I just finished reading 1776 by David McCullough. Since I just read another history book, it was an interesting comparison. The writing in 1776 was much, much better than in Six Days of War. Six Days of War wasn’t bad writing, mind you. 1776 was just really good. McCullough isn’t just a historian; he’s also a very good writer.
Also, in both books, history was far, far, far sloppier than you normally hear it recounted. Stuff went wrong. Stuff kept going wrong. Heroes were very imperfect. People were sinners. My greatest surprise, though, was that George Washington was both better and worse than I had always heard. Better in the sense of having far more character than I’d been told (all that “chopping down the cherry tree” stuff). Worse in the sense of not being a very gifted general and prone to indecision. McCullough sums up Washington very well in the last paragraphs of the book:
He was not a brilliant strategist or tactician, not a gifted orator, not an intellectual. At several crucial moments he had shown marked indecisiveness. He had made serious mistakes in judgment. But experience had been his great teacher from boyhood, and in this his greatest test, he learned steadily from experience. Above all, Washington never forgot what was at stake and he never gave up.
Again and again, in letters to Congress and to his officers, and in his general orders, he had called for perseverance—for “perseverance and spirit,” for “patience and perseverance,” for “unremitting courage and perseverance.” Soon after the victories of Trenton and Princeton, he had written: “A people unused to restraint must be led, they will not be drove.” Without Washington’s leadership and unrelenting perseverance, the revolution almost certainly would have failed. As Nathanael Greene foresaw as the war went on, “He will be the deliverer of his own country.”
Washington was very patriotic, concerned for his men, extremely loyal, and indescribably patient. Even when Washington accidently read a letter addressed to his closest confidante—a letter which was an acknowledgement, frankly, of Washington’s friend’s betrayal of trust—Washington simply deeply apologized for having read the letter and passed right over the insult.
He made sure he always looked and acted the part of a leader in front of his men. Everyone—and I mean everyone—spoke of him as bringing peace and confidence wherever he walked. Men frequently called him “Excellency” (there’s a book by that name, in fact) because everything about him seemed kingly. If you take into account that he didn’t really have much to brag about except his perseverance (“not a brilliant strategist or tactician, not a gifted orator, not an intellectual”), the reverence people felt for him is uncanny. It just goes to show how someone’s inner life can glow through and the weight of their character can be felt by those around. It’s a humbling lesson.
The other humbling lesson is that the pictures of Continental soldiers dressed in rags with feet bleeding in the snow is no exaggeration. The bulk of the American soldiers fighting in 1776 were poor farmers and tradesmen who volunteered for their local militia. They were fed poorly, paid only once in a while, and put through daily back-breaking labor.

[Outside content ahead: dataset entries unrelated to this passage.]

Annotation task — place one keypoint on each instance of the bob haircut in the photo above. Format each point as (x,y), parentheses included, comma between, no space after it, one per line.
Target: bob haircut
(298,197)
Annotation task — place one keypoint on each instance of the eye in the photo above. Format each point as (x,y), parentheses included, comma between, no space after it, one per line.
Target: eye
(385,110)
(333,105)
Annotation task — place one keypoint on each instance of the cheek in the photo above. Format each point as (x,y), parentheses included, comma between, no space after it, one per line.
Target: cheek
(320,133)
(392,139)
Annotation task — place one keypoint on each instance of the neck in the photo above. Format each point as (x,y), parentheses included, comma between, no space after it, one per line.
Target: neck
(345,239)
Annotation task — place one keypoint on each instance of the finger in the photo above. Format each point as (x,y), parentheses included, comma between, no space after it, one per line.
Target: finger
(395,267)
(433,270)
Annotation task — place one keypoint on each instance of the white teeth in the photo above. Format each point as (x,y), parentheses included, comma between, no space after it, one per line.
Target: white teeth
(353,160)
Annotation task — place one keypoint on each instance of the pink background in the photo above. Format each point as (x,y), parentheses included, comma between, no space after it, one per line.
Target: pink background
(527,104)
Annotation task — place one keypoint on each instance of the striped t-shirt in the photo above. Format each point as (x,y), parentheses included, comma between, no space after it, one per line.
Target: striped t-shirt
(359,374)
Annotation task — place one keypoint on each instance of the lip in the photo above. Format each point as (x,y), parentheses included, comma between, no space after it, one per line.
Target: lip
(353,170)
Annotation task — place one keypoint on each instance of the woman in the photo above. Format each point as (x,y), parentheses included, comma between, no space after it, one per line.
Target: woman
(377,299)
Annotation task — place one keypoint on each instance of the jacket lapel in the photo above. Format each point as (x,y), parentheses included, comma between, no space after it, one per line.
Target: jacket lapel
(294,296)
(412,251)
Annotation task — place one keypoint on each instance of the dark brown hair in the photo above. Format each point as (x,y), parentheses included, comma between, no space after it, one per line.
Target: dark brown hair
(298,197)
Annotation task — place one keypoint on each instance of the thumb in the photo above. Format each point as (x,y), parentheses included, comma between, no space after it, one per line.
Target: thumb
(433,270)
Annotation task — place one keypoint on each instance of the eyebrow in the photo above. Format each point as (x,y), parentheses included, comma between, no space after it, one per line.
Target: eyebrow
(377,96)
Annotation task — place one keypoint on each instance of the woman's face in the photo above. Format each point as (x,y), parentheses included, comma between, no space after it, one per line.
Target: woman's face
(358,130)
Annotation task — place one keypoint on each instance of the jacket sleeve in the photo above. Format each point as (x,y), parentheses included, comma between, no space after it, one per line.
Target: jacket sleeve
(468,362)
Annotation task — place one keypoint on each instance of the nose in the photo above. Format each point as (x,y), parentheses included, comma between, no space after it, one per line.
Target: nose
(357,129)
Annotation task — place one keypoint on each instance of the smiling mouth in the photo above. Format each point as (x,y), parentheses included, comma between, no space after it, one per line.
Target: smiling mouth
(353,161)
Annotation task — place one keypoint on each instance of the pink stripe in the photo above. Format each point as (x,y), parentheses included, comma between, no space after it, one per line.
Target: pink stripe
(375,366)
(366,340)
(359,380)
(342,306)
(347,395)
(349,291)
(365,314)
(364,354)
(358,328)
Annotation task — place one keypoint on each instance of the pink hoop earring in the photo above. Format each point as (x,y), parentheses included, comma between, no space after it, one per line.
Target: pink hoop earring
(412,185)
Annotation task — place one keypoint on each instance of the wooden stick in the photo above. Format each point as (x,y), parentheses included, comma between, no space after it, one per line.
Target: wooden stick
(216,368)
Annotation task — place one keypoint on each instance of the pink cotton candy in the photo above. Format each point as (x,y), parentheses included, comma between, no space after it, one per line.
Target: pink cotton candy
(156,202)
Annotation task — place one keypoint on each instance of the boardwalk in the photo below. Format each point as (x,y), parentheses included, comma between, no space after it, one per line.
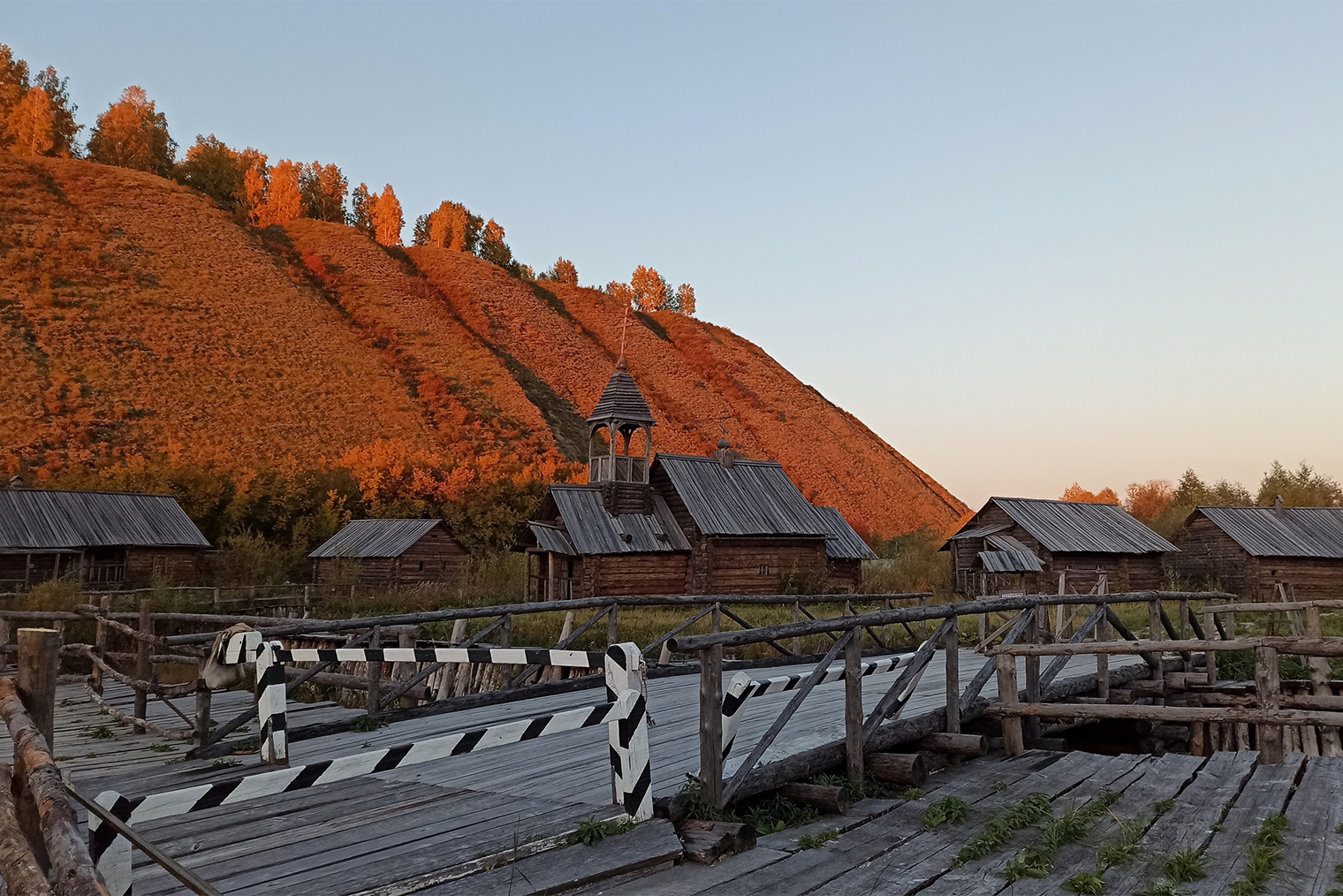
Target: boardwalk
(408,828)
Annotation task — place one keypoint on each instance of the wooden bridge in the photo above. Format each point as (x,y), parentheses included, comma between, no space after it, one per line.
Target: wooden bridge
(497,820)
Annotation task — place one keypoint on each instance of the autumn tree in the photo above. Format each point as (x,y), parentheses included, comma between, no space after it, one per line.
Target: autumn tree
(322,188)
(221,172)
(35,124)
(649,292)
(1077,493)
(562,271)
(386,218)
(133,134)
(28,128)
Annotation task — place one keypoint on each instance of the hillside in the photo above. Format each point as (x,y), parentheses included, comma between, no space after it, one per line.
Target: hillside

They went up against the largest and most powerful army on the face of the earth at the time and many didn’t even have weapons. Hundreds died from the constant disease in the camps. Sure, there were a lot who were deserters, some who looted, many who ran the first few times they saw redcoats charge with fixed bayonets. But the majority stuck with it, and, in a mirror of their commander, overcame all obstacles through experience and perseverance.